Canada approves the Moderna vaccine for children ages 6 to 11.

Close to four months after Canada’s drug regulator greenlit the country’s first pediatric coronavirus vaccine, manufactured by Pfizer-BioNTech, it has now approved the Moderna Spikevax vaccine for children between the ages of 6 and 11.

Health Canada, the federal regulatory agency, previously approved Moderna in August 2021 for youths between the ages of 12 and 17, and the dosage for the latest pediatric vaccine is equal to half that given to that age group, the agency said in a news release on Thursday.

In the United States, only the Pfizer-BioNTech vaccine is approved for ages 5 to 17.
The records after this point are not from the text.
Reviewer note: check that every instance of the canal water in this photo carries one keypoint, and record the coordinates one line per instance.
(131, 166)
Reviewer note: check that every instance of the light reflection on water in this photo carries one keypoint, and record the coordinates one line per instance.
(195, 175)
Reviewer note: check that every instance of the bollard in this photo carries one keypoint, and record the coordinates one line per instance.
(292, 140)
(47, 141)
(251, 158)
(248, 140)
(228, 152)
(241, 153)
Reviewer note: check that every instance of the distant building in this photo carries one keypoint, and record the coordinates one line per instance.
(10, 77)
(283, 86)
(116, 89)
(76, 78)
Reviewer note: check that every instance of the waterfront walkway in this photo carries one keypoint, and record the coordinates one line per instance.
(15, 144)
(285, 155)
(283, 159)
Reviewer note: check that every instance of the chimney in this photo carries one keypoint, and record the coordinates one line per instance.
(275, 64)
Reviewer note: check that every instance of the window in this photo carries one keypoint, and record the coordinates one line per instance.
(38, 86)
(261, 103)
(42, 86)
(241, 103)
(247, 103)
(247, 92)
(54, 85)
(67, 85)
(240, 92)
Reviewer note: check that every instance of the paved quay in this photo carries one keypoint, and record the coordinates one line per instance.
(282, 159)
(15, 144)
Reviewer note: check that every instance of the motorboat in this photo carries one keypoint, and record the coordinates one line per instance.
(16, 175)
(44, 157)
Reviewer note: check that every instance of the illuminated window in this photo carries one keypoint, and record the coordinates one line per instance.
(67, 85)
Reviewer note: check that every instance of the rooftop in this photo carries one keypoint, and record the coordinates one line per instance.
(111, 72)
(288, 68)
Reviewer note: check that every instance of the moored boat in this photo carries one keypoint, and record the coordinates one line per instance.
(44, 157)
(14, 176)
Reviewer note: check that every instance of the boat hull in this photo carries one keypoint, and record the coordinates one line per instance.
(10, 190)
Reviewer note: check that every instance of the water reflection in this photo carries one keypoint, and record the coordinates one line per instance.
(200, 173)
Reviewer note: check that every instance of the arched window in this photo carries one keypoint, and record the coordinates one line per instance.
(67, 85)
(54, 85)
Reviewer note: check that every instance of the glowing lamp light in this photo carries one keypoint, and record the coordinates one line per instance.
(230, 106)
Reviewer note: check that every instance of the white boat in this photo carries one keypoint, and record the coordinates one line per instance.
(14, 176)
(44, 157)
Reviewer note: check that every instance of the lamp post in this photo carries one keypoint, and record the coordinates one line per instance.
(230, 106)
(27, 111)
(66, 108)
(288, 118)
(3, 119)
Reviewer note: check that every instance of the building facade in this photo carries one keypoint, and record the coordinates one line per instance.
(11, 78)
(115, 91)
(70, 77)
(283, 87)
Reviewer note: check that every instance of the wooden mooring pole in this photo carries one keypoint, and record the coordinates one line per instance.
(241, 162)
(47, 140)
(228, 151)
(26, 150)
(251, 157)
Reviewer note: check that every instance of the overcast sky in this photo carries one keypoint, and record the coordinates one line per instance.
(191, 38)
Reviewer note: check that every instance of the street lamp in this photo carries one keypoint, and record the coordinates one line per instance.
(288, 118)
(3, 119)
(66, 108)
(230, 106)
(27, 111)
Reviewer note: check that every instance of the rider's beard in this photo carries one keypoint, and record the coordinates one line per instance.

The Moderna vaccine for children consists of two doses, received four weeks apart.

The additional vaccine option for young children comes as several provinces, including Ontario, move to drop mask mandates in indoor settings, including schools, prompting some school boards to make requests with the province for an extension to the mask mandate.

Epidemiologists expect hospital occupancy will increase when the public health measures are lifted, according to disease modeling released on Thursday by a Covid-19 advisory panel to the province of Ontario.

Canada approved the use of the Pfizer-BioNTech coronavirus vaccine for children aged 5 to 11 in November, at the time adding more than 2.8 million young people to those eligible for a shot.

More than 1 million Canadian children aged 5 to 11 are fully vaccinated, and 1.6 million have received at least one dose, according to the most recent federal public health data, published on March 11.

Eighty-three percent of Canadians are fully vaccinated, according to a New York Times database.